Ca aussi c’est une grande question, j’ai été invitée récemment à peindre à La Villette à Paris, dans le cadre d’un festival de hip hop féminin, et il y avait un débat organisé à ce sujet. On me pose souvent la question, en tout cas encore une fois je pense que le fait d’avoir commencé tard a aussi aidé. Quand tu es jeune, surtout pour une fille dans un milieu de mecs, tu cherches à montrer à tout prix que tu es capable d’en faire autant que les mecs, ça peut être un challenge de s’intégrer.
Personnellement j’avais déjà eu une expérience similaire qui m’avait beaucoup appris, j’ai intégré le milieu du Hardcore quand je suis venue habiter à Paris, j’avais 17 ans. J’ai même été Straight Edge pendant 3 ans ! J’ai passé des années dans cette scène, à aller donner des coups de pieds retournés dans les concerts (je m’en suis aussi pris pas mal dans la gueule haha !) et à gueuler dans des micros, c’était la belle époque ! Avec mes potes on faisait des heures de route pour aller voir un concert à Bruxelles, voir un festival à Courtrai, à Rennes, à Londres, on dormait à 5 dans la bagnole, on repartait le lendemain la tête dans le cul, c’était tout pour le Hardcore. J’ai adoré cette période de ma vie, à l’époque où les filles sont censées aller danser en club et se bourrer la gueule, moi j’étais végétarienne, je buvais pas, je fumais pas, et j’allais me taper la gueule en concert !
Je pense que le milieu du graff est similaire, une majorité de mecs, un milieu underground ou tout le monde se connait, des codes particuliers, un jargon, etc.
C’est sûr que c’est un milieu masculin, qui peut être considéré comme macho parfois, mais ça ne t’atteint que si tu attends quelque chose des autres. Si tu fais ton truc, que tu t’y tiens, et que tu ne cherches à rien prouver à personne, il n’y a aucune raison pour que quelqu’un vienne t’emmerder. Au contraire, les gens curieux et ouverts viendront vers toi.

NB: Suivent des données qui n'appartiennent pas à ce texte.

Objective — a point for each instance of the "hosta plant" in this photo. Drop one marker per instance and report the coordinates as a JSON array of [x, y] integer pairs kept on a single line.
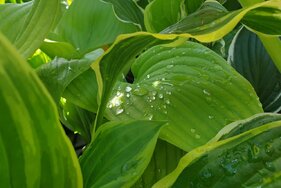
[[140, 93]]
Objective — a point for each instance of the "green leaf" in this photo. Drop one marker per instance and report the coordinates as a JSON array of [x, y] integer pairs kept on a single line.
[[119, 154], [248, 56], [128, 11], [90, 24], [250, 159], [266, 19], [34, 150], [171, 11], [58, 74], [32, 21], [219, 22], [164, 160], [38, 58], [76, 119], [192, 5], [60, 49], [187, 85]]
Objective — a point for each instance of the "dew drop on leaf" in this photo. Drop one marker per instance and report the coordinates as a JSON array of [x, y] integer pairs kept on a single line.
[[206, 92], [169, 66], [140, 91]]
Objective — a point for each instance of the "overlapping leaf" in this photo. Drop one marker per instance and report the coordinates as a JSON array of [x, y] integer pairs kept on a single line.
[[34, 150], [119, 153], [218, 21], [31, 23], [128, 11], [90, 24], [248, 56], [171, 11], [188, 85], [250, 159], [164, 160]]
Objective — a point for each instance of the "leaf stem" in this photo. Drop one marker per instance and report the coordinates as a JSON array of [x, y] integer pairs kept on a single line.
[[271, 44]]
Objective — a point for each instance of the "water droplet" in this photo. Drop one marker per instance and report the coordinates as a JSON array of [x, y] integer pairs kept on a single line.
[[128, 89], [169, 66], [206, 92], [119, 111]]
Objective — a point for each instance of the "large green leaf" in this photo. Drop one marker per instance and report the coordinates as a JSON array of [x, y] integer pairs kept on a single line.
[[248, 56], [218, 20], [76, 119], [60, 73], [128, 11], [192, 5], [31, 23], [250, 159], [164, 160], [34, 150], [119, 153], [90, 24], [188, 85], [171, 11]]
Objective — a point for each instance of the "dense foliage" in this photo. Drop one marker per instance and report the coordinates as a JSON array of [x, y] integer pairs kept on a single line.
[[140, 93]]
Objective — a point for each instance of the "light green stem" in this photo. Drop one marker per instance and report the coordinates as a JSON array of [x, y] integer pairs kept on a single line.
[[271, 44]]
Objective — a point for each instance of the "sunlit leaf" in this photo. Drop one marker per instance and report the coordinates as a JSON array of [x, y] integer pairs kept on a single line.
[[76, 119], [58, 74], [34, 150], [119, 153], [128, 11], [188, 85], [248, 56], [171, 11], [212, 18], [90, 24], [250, 159], [164, 160]]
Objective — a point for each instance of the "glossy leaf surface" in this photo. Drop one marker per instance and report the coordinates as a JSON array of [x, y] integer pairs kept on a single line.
[[188, 85], [248, 159], [128, 11], [90, 24], [171, 11], [249, 57], [34, 150], [32, 22], [119, 153]]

Kashink - Ema Parc de La Villette, Paris

5. Dans tes peintures, tu représentes souvent des personnages avec plusieurs yeux, pourrais-tu nous expliquer ce que cela à comme signification pour toi?

On me pose tout le temps cette question, évidemment. En fait c’est venu d’une situation très précise, c’était en 2007. J’avais fait une fresque avec mon pote REKM aux Frigos (dans le 13ème à Paris), on allait souvent peindre là bas tous les deux, et on faisait des très grandes pièces.
Un jour je retourne au mur, et sur place je me rends compte que tout avait été repeint en blanc ! Sauf mes trois personnages, dont les yeux, les oreilles et la bouche seulement avaient aussi été repeints en blanc. Ma signature avait été effacée. J’ai halluciné, je ne comprenais pas ce qui s’était passé, vu que d’habitude quand tu te fais recouvrir c’est en entier ! Je connaissais un mec qui avait son atelier en face du mur où on avait peint, et il m’a expliqué que c’était une allemande qui était venue faire une expo sur la situation politique en Birmanie (qui est bien merdique et dont personne ne parle), elle avait donc repeint tout le mur en blanc et avait utilisé mes personnages pour illustrer un texte qu’elle avait écrit à côté, qui expliquait les problèmes en Birmanie, etc.
Je savais pas comment réagir, vu que la cause défendue était juste, mais que la nana avait quand même utilisé ma peinture sans me demander et en effaçant ma signature !
Du coup j’ai repeint des yeux des oreilles et des bouches à mes personnages, et vu que j’étais un peu énervée j’ai repris mes personnages en y ajoutant des yeux supplémentaires, un bâillon sur la bouche, j’ai ajouté des moustaches à un personnage féminin aussi.
C’est à ce moment là que mes personnages à 4 yeux sont nés.
Aujourd’hui je le fais quasiment systématiquement, c’est aussi une manière de représenter ce qu’on montre et ce qu’on pense vraiment. Si tu regardes bien, la première rangée d’yeux exprime toujours quelque chose de très différent de la deuxième.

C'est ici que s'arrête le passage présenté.